True Cleanliness – Lectionary 08/29/2021

Mark 7:1-16

Now when the Pharisees and some of the scribes who had come from Jerusalem gathered around him, they noticed that some of his disciples were eating with defiled hands, that is, without washing them. (For the Pharisees, and all the Jews, do not eat unless they thoroughly wash their hands, thus observing the tradition of the elders; and they do not eat anything from the market unless they wash it; and there are also many other traditions that they observe, the washing of cups, pots, and bronze kettles.) So the Pharisees and the scribes asked him, “Why do your disciples not live according to the tradition of the elders, but eat with defiled hands?” He said to them, “Isaiah prophesied rightly about you hypocrites, as it is written,

‘This people honors me with their lips, but their hearts are far from me; in vain do they worship me, teaching human precepts as doctrines.’

You abandon the commandment of God and hold to human tradition.”

Then he said to them, “You have a fine way of rejecting the commandment of God in order to keep your tradition! For Moses said, ‘Honor your father and your mother’; and, ‘Whoever speaks evil of father or mother must surely die.’ But you say that if anyone tells father or mother, ‘Whatever support you might have had from me is Corban’ (that is, an offering to God)— then you no longer permit doing anything for a father or mother, thus making void the word of God through your tradition that you have handed on. And you do many things like this.”
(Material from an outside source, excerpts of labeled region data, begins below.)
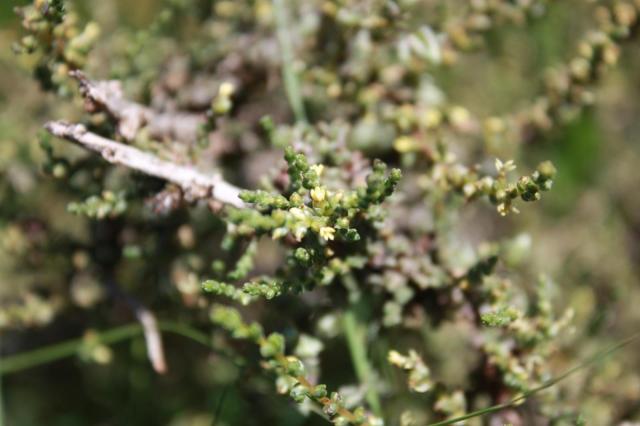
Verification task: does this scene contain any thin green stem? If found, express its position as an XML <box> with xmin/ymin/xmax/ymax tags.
<box><xmin>428</xmin><ymin>333</ymin><xmax>640</xmax><ymax>426</ymax></box>
<box><xmin>273</xmin><ymin>0</ymin><xmax>307</xmax><ymax>123</ymax></box>
<box><xmin>342</xmin><ymin>304</ymin><xmax>382</xmax><ymax>417</ymax></box>
<box><xmin>0</xmin><ymin>321</ymin><xmax>211</xmax><ymax>377</ymax></box>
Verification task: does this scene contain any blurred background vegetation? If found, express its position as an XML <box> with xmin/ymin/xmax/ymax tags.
<box><xmin>0</xmin><ymin>0</ymin><xmax>640</xmax><ymax>426</ymax></box>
Then he called the crowd again and said to them, “Listen to me, all of you, and understand: there is nothing outside a person that by going in can defile, but the things that come out are what defile.”

Sermon Text

Today, I begin my message with something that may seem counter to what we just read. Please, wash your hands before eating. I’ll go further, please wash your hands often and thoroughly. Two years, almost, have passed since this pandemic began and I hope we have some idea about how important soap and hot water are. However, having used public restrooms recently, I know that not everyone took anything away from that exercise.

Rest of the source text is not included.